Weaving space: student exhibition

Tom Hughes

Alina and I are leading the Vertical Studio module this year at Nottingham Trent University, as part of the MArch (Masters in Architecture) course. It's a 10 week design studio delivered to both cohorts of the MArch course, aimed at bringing in practitioners with a particular set of approaches, whilst introducing new students to NTU and preparing final year students for their major dissertation projects.

We've decided to build the studio around the notion of weaving — both as an approach to understanding one way of making structure and space and as an analogy for the multi-stranded assemblage of information, knowledge and ideas that go into an architectural design project.
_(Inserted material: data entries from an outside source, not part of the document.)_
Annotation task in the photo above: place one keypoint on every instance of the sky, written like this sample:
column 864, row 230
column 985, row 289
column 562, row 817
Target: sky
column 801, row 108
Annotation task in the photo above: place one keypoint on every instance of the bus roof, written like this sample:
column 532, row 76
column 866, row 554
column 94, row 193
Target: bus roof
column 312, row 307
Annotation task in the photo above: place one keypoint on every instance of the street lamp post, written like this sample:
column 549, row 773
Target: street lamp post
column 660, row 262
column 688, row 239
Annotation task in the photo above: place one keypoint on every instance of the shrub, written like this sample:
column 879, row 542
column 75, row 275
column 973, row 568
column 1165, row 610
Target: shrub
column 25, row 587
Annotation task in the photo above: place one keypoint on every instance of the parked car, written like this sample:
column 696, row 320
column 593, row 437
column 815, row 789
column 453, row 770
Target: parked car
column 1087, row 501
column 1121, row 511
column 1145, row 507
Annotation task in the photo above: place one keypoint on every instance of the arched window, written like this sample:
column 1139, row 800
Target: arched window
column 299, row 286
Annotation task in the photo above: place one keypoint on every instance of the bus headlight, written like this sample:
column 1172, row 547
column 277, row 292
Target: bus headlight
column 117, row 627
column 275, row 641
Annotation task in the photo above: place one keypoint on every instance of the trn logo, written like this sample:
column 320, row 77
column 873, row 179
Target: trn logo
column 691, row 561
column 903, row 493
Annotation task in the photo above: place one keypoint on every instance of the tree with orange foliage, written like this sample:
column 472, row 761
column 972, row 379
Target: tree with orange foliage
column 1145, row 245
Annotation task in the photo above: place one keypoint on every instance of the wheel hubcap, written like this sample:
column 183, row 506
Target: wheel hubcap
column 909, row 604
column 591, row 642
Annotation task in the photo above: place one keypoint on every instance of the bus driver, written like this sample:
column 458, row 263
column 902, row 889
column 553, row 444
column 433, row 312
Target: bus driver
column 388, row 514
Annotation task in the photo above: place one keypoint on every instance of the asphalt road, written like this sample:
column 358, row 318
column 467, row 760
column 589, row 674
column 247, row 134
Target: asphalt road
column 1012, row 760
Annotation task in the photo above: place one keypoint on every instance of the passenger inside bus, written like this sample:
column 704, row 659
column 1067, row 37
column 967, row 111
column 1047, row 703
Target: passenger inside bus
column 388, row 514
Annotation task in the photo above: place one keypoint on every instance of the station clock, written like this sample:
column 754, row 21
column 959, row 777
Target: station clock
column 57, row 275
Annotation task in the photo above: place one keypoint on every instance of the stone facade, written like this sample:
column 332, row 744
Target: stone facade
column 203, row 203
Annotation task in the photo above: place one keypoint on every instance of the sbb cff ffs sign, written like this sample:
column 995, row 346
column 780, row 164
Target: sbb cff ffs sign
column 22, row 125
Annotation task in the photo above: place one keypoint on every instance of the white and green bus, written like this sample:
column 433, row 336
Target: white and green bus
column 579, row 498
The site we've chosen is what we've termed an 'urban appendix' — a former thoroughfare truncated by the building of Victoria Station in Nottingham, and then overshadowed by its replacement, the Victoria Centre. This unloved backwater will be stiched back into the urban fabric by housing a dressmaker's shop, design studio and workshop.

During the first week the students were set the ambitious target of putting on an exhibition of exploratory models. Following visits to Kula Tsurdiu (acting as client) and the NTU textiles exhibition and weaving workshops, the students investigated techniques of stitching, pleating, weaving and fusing to create their models. It was great to see a lot of careful investigation and reckless experimentation coming together in a short space of time — the students really responded to the challenge and we look forward to seeing their designs develop over the coming weeks.